More Types of Business Women

There's also the space that Kim Kardashian, Kimora Lee Simmons, and Rachel Zoe inhabit: Celeb Fashionista Moguls. Of course, they tend to have reality shows made about them where they are turned into caricatures of themselves, but they're still fabulous, sometimes witty, and obviously entertaining.

Another one is the Female Small Business Owner, who we've seen frequently in Rom Coms. The women of Rom Cons tend to own or operate businesses that cater to women or provide a stereotypically feminine service. For example, Kristen Wiig's character in Bridesmaids owned a bakery that was forced to close. There are also the comedies starring Black actresses where a woman-owned hair salon features prominently.

P.S. Glad you mentioned Issa Rae. She rocks!

Oh, wow, those are great.

Yeah, the Celeb Fashionista would also be a good category for someone like Tyra Banks.
And the small biz owner is totally an archetype! Yeah, Queen Latifah came to mind as a hair salon owner in Beauty Shop, and there was also Meg Ryan in You've Got Mail.

That small business archetype

That small business archetype isn't just present in rom coms: Maggie Gyllenhaal from Stranger Than Fiction, Catherine Keener from The 40 Year Old Virgin, and even Tiana from the Princess and the Frog. And notice the *kind* of small businesses these women usually own-- restaurants, salons, muffin shops...

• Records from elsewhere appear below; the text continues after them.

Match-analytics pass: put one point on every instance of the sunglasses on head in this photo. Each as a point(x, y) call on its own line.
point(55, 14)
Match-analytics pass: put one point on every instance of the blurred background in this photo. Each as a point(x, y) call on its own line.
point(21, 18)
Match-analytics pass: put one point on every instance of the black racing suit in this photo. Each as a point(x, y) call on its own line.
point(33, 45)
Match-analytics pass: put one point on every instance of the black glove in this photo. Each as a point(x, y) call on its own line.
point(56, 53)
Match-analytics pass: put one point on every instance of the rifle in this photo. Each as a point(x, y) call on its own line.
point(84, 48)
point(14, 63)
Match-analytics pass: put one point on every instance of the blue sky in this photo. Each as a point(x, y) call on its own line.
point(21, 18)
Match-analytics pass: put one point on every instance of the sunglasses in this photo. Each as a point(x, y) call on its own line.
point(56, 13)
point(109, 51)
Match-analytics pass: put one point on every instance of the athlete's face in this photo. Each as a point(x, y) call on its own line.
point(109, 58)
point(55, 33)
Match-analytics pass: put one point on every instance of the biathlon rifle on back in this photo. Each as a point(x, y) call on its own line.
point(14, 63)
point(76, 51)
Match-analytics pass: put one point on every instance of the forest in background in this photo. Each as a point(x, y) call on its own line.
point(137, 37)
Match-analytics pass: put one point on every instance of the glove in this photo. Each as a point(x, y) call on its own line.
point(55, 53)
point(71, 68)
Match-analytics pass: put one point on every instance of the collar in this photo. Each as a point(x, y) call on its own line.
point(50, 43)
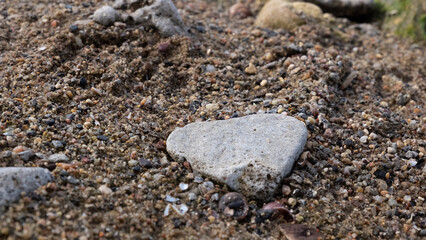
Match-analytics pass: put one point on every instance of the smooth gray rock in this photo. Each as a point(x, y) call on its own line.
point(106, 15)
point(58, 157)
point(250, 154)
point(163, 15)
point(14, 180)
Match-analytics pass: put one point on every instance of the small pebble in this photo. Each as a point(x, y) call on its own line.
point(59, 157)
point(106, 15)
point(105, 190)
point(251, 69)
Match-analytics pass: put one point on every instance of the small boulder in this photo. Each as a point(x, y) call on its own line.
point(163, 15)
point(250, 154)
point(15, 180)
point(106, 15)
point(278, 14)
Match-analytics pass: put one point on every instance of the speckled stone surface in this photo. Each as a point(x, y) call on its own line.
point(250, 154)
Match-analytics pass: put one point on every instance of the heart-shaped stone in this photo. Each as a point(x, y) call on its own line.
point(250, 154)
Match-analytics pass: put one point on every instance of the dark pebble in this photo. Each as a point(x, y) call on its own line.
point(82, 82)
point(200, 29)
point(234, 204)
point(70, 116)
point(50, 122)
point(348, 142)
point(31, 133)
point(145, 163)
point(27, 155)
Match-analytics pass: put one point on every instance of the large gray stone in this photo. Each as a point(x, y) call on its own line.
point(250, 154)
point(15, 180)
point(163, 15)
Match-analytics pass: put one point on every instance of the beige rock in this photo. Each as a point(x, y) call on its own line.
point(278, 14)
point(286, 15)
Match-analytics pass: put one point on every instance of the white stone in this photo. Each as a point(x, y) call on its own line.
point(15, 180)
point(250, 154)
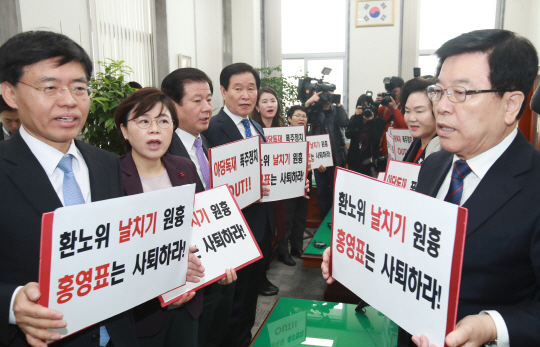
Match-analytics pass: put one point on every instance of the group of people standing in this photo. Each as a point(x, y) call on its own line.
point(167, 133)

Lorelai Gilmore of Gilmore

Lorelai Gilmore of Gilmore Girls got a business degree and ran, then owned, her own inn.

cupcake trope

To me the woman with a cupcake bakery - trope is the female equivalent of the male hand-made furniture designer/carpenter. Mostly to attribute creative, caring and sensitive qualities to the character. I.e. the job as a way of describing their character, rather than being a real part of the plot and different than for example Ronnie Chase from Veronica's Closet who owned her own business, or Murphy Brown.

That's true

I'd never thought of that before, but this particular trope does reinforce the idea that women can be nurturing/do womanly things while also being all responsible and making money and what not.

"accidental" success

I think about the "accidental" successes. There's a woman who is just doing something for fun, and all of a sudden, she's famous and monetized. I'm thinking of mostly bloggers here. For example The Pioneer Woman, who was blogging about her life/food/ranch/family and now has a tiny empire.